Sewer network to cost residents

A GROUP of Hickson Street, Merewether Heights residents will be forced to pay $70,000 from their own pockets if they want to be connected to the sewerage network.
杭州龙凤

The 14 residents on the southern side of the street had argued they should be allowed to access funding from the state government’s priority sewerage program to pay for the works.

The program was introduced in 1997 following concerns about the impact of villages without sewers on public health and the environment.

Hunter Water said that it would not seek funding from the program because it would not provide a benefit to the wider community.

‘‘The NSW government does not fund the cost of connecting properties to Hunter Water’s sewer network as the [residents’] lawyer appears to suggest,’’ a Hunter Water spokesman said.
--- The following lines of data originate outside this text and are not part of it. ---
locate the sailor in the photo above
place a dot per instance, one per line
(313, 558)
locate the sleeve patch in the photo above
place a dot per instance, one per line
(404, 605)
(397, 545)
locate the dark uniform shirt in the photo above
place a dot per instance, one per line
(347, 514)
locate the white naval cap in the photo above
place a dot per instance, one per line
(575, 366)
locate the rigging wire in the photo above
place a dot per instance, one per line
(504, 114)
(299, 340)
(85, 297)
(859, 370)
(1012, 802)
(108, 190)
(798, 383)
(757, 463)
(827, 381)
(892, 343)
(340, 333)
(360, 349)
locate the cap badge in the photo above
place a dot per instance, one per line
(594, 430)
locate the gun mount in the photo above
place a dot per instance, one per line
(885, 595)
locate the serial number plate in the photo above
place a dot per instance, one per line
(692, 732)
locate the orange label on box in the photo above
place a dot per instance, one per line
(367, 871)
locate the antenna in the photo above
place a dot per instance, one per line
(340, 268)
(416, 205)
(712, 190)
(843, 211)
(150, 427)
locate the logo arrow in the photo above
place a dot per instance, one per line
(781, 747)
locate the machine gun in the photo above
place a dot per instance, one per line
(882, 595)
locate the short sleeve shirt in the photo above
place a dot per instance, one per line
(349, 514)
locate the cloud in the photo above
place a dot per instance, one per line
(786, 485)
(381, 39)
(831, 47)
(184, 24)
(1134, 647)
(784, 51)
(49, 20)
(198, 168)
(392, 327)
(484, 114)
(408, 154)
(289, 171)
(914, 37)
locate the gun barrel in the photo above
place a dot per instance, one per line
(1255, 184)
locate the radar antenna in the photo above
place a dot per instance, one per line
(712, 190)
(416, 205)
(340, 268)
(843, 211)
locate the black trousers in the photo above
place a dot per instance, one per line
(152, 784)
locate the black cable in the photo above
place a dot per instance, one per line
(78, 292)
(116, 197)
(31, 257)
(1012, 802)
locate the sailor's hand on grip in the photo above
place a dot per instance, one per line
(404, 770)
‘‘Rather that cost is paid by Hunter Water’s customers via a special environmental levy.’’ The standoff began last month when Newcastle City Council set a February 21 deadline for the residents to indicate when and how they planned to transition to the sewerage network. The council is concerned the existing septic tanks are not environmentally sustainable.

The alternative is to convert to a pump-out arrangement, which could cost hundreds of dollars per week to each resident, indefinitely.

Hunter Water is happy to connect the residents to the sewerage network but wants them to foot the $1million bill. This equates to about $75,000 per property.

The residents say they are each happy to pay an estimated $25,000 for the connection, but are refusing to pay for its construction.

A council spokeswoman said on March 4 that the council had been working to resolve the issue since 2008.

‘‘Our job is to ensure the systems operate in a safe and healthy manner and to ensure health and environmental concerns are being addressed,’’ she said.